In a way, personalized medicine has been around for as long as people have been practicing medicine. In fact, Hippocrates, Greek physician and so-called "Father of Western Medicine" who practiced some 2,500 years ago, was himself a proponent of personalized medicine (Sykiotis et al., 2005). For example, in one of his over 70 works of ideas and teachings, Hippocrates wrote about the individuality of disease and the necessity of giving "different [drugs] to different patients, for the sweet ones do not benefit everyone, nor do the astringent ones, nor are all the patients able to drink the same things."
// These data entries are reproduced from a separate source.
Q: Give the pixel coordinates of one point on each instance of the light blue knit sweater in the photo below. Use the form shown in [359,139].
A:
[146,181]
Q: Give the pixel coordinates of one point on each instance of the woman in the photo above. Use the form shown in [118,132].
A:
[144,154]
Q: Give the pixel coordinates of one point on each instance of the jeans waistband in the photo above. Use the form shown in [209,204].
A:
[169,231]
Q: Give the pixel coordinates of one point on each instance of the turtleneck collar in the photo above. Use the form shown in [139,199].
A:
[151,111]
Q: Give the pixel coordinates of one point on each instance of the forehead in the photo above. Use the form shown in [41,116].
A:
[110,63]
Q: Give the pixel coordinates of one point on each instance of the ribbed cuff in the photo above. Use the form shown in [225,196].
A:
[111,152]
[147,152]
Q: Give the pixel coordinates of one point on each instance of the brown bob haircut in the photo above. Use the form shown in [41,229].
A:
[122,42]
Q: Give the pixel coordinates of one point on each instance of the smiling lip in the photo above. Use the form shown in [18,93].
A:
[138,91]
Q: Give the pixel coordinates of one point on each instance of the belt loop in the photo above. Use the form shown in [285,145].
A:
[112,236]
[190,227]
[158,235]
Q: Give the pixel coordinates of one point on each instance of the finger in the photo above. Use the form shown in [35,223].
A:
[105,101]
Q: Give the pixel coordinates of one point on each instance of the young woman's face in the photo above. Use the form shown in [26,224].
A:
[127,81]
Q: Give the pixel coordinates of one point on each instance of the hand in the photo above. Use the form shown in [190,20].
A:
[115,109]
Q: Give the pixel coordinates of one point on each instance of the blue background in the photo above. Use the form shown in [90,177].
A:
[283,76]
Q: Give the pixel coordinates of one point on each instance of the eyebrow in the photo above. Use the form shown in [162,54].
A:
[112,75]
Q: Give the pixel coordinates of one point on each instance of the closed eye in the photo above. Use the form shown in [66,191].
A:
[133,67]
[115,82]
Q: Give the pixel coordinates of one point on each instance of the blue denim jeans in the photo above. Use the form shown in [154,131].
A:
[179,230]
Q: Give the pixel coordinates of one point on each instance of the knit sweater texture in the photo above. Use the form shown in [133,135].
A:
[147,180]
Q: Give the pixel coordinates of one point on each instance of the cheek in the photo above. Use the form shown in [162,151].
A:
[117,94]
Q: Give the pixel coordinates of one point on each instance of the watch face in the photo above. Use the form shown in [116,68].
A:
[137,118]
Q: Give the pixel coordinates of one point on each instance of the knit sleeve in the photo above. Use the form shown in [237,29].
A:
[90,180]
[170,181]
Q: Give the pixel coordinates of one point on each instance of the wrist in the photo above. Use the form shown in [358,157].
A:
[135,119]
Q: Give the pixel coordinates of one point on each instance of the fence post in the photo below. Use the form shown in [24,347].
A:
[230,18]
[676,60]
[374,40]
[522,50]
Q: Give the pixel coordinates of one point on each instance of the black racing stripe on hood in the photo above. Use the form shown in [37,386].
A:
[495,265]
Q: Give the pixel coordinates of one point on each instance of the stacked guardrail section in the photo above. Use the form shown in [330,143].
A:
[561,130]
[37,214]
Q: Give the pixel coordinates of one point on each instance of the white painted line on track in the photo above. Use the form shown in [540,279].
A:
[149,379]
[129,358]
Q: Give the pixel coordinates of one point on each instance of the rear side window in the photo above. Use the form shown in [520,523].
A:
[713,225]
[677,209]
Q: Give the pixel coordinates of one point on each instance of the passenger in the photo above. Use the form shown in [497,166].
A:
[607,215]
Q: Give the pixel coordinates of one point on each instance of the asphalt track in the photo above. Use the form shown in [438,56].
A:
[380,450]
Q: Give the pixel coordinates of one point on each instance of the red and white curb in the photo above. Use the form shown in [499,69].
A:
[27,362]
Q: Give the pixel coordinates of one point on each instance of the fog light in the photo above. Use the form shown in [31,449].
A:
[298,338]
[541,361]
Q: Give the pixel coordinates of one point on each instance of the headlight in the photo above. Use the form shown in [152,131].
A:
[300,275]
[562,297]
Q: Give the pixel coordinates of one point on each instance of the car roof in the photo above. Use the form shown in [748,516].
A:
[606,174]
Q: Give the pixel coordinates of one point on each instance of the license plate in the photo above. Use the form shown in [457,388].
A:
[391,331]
Whereas Hippocrates evaluated factors like a person's "constitution," age, and "physique," as well as the time of year, to aid his decision making when prescribing drugs, twenty-first-century personalized medicine is all about DNA. Today, the goal of personalized medicine is to utilize information about a person's genes, including his or her nucleotide sequence, to make drugs better and safer. But even though scientific and industry experts have been predicting the arrival of DNA-based personalized medicine since at least the 1980s and the early days of the Human Genome Project, there are only a handful of gene-based personalized medicine success stories to date.
Her2/neu and Response to Breast Cancer Treatment
Figure 1: Breast cancer and Her2/neu.
In this FISH assay for Her2/neu overexpression in breast cancer tumor cells, the ratio of orange to green signals is used as a measure of gene overexpression. If there are at least two times as many orange signals as green signals inside a single tumor cell, the tumor cell is considered Her2-positive.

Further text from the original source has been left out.